Carlos Rocha - Ciberdúvidas da Língua Portuguesa
Carlos Rocha
Carlos Rocha
1M

Licenciado em Estudos Portugueses pela Faculdade de Ciências Sociais e Humanas da Universidade Nova de Lisboa, mestre em Linguística pela mesma faculdade e doutor em Linguística, na especialidade de Linguística Histórica, pela Faculdade de Letras da Universidade de Lisboa. Professor do ensino secundário, coordenador executivo do Ciberdúvidas da Língua Portuguesa, destacado para o efeito pelo Ministério da Educação português.

 
Textos publicados pelo autor

Pergunta:

«Qual o principal conselho que poderá dar aos pais de crianças vegetarianas?»

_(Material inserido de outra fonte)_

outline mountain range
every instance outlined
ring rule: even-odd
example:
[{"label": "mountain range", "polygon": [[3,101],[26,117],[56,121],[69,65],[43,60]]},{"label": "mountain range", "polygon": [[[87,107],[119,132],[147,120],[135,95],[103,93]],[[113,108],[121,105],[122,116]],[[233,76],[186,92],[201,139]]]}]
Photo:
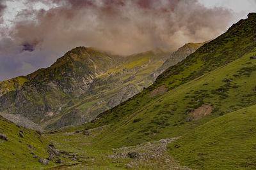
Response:
[{"label": "mountain range", "polygon": [[89,122],[148,87],[203,44],[125,57],[76,48],[46,69],[0,82],[0,112],[15,123],[24,125],[27,118],[46,129]]},{"label": "mountain range", "polygon": [[[256,13],[248,17],[172,54],[122,57],[79,47],[49,68],[2,82],[1,111],[50,131],[1,117],[1,167],[255,169]],[[115,92],[124,88],[129,92]],[[77,110],[84,115],[106,98],[106,109],[72,123]],[[45,103],[60,113],[45,116]]]}]

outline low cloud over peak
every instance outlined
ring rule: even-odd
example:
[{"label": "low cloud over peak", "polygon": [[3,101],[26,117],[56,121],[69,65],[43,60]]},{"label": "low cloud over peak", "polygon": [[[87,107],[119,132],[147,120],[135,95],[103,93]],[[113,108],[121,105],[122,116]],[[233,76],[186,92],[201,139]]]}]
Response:
[{"label": "low cloud over peak", "polygon": [[120,55],[155,48],[175,50],[188,42],[214,38],[233,17],[230,10],[208,9],[196,0],[24,2],[28,6],[40,2],[51,7],[28,8],[8,30],[0,29],[0,80],[49,66],[78,46]]}]

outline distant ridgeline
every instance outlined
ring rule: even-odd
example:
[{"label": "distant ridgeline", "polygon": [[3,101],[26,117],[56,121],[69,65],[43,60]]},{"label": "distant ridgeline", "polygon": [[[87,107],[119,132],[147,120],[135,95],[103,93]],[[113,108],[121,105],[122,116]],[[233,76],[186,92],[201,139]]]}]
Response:
[{"label": "distant ridgeline", "polygon": [[203,44],[188,43],[173,53],[156,50],[127,57],[76,48],[51,67],[0,82],[0,112],[17,124],[24,119],[6,114],[20,115],[44,129],[88,122],[150,85]]}]

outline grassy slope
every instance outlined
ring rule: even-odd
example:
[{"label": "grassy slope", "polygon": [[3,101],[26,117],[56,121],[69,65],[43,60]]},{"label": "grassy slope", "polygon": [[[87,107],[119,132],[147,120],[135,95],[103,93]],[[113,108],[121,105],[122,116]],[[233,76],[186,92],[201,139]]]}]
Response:
[{"label": "grassy slope", "polygon": [[[93,122],[77,128],[111,124],[95,138],[95,146],[131,146],[186,136],[211,120],[255,104],[256,61],[250,59],[256,54],[252,40],[256,34],[255,20],[253,17],[239,22],[227,32],[170,67],[150,87],[100,114]],[[169,91],[148,98],[150,92],[162,85]],[[212,114],[186,122],[191,113],[186,112],[203,103],[211,103]]]},{"label": "grassy slope", "polygon": [[[20,130],[23,131],[24,138],[19,136]],[[19,127],[0,117],[0,133],[5,134],[8,137],[8,141],[0,139],[0,169],[26,167],[38,169],[55,166],[51,162],[48,166],[42,166],[38,162],[38,159],[45,159],[49,155],[45,150],[48,142],[36,131]],[[27,144],[32,145],[35,149],[29,148]],[[30,153],[31,152],[38,159],[33,158],[35,155]]]},{"label": "grassy slope", "polygon": [[214,119],[168,146],[170,152],[190,167],[255,169],[256,106]]}]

Nesta frase não há predicado [com] é? Sem o predicado, esta frase está correcta?

Obrigado.

Resposta:

A frase está correta.

Trata-se de uma característica das frases interrogativas onde ocorre o pronome interrogativo qual. Paul Teyssier (Manual de Língua Portuguesa, Coimbra Editora, 1989, p. 161) refere que «pode mesmo empregar-se qual sozinho»: «Quais são as suas preferências?» = «Quais as suas preferências?»

Pergunta:

Quando nos referimos ao termo electronic health, devemos dizer «o e-Health», ou «a e-Health»?

Resposta:

Tendo em conta que a palavra inglesa health corresponde, em português, a uma palavra feminina – saúde –, atribui-se o género feminino: «a e-health» (e não «o eHealth», como se lê numa revista eletrónica).

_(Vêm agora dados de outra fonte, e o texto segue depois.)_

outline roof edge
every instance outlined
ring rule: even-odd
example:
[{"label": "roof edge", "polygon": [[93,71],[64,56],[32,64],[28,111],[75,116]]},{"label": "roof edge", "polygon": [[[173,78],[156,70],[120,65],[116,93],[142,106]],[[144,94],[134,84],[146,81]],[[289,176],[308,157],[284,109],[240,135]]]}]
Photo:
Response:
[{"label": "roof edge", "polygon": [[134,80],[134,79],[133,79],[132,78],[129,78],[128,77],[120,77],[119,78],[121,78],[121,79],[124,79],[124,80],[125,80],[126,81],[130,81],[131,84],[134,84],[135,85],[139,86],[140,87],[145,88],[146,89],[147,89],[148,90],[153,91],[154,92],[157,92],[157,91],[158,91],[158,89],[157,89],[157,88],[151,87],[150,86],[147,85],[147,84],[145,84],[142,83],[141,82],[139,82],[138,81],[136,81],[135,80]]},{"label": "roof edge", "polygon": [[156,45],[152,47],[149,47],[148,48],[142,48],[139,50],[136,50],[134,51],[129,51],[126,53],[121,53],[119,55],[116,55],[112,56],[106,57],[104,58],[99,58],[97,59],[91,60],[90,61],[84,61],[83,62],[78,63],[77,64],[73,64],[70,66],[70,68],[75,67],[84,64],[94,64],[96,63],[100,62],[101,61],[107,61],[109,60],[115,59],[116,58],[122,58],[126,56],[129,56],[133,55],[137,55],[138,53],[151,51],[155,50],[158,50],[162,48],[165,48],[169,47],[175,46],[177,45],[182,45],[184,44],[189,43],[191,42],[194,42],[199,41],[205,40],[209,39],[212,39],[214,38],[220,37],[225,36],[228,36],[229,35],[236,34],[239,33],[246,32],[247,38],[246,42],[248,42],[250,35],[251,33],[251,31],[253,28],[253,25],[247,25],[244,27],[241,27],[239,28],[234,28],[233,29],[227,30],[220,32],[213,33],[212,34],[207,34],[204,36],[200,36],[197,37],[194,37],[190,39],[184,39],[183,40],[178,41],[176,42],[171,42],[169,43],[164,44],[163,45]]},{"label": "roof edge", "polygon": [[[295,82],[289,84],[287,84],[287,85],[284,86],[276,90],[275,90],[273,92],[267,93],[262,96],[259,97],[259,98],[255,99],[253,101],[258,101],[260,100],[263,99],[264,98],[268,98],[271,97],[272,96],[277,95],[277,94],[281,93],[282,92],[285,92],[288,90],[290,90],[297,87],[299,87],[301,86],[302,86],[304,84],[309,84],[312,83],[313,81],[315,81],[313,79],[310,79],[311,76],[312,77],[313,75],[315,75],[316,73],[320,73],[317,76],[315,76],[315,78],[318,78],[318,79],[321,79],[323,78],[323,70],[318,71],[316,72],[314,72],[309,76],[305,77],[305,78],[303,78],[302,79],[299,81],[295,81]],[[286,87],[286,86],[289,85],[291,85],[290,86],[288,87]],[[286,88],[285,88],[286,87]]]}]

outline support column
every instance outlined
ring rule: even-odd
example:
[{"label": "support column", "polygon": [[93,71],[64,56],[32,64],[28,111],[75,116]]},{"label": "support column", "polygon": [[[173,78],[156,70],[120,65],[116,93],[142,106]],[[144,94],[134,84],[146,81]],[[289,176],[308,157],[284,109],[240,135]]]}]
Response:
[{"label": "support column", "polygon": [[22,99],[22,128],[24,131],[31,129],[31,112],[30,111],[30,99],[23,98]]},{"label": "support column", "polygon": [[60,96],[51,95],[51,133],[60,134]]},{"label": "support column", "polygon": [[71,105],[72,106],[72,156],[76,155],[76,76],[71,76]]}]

Para o português, um sítio relacionado com a Comissão Europeia usa a expressão «serviços de saúde em linha», que se explica a si própria. No entanto, outras formas são possíveis, se se tiver em conta que, em espanhol, existe o termo eSalud ou e-Salud, decalcado de  eHealth e, como este, referente à prática de cuidados de saúde apoiada nas tecnologias de informação e comunicação (TIC). O neologismo espanhol faculta um modelo facilmente adaptável ao português como "e-Saúde" ou "eSaúde", não obstante tratar-se de formas discutíveis face aos padrões morfológicos do português. Acrescente-se que, em Portugal, e-Saúde surge como título de revista, mas que não parece ter suplantado o anglicismo eHealth como designação dessa prática.

Pergunta:

Pese embora os muitos esclarecimentos já prestados pelo Ciberdúvidas a propósitco do uso de maiúsculas, persisto com dúvidas no que respeita à aplicação delas para épocas históricas, movimentos culturais e estilos artísticos. Assim, a propósito do universo greco-romano antigo ou clássico, as palavras "antiguidade clássica", "cultura antiga" e "neoclassicismo" devem ou não ser iniciadas com maiúscula?

Muito agradeço a V. informação!

Resposta:

Em Portugal, quer a anterior norma ortográfica (a do Acordo Ortográfico de 1945) quer a que começa a ser aplicada (a do Acordo Ortográfico de 1990) são omissas quanto aos casos em referência. Em contrapartida, no Brasil, o Formulário Ortográfico de 1943 era bastante específico a respeito dos nomes de épocas históricas (Base XVI, parágrafo 49, 3.º):

«[Emprega-se letra inicial maiúscula] Nos nomes próprios de eras históricas e épocas notáveis: Hégira, Idade Média, Quinhentos (século XVI); Seiscentos (o século XVII), etc.»
Dicionários recentes (Houaiss e o da Academia das Ciências de Lisboa) também aplicam a maiúscula inicial neste caso. Contudo, quando se trata de movimentos culturais e estilos, usam a minúscula inicial, tal como acontece com doutrinas e movimentos políticos (o surrealismo, o liberalismo).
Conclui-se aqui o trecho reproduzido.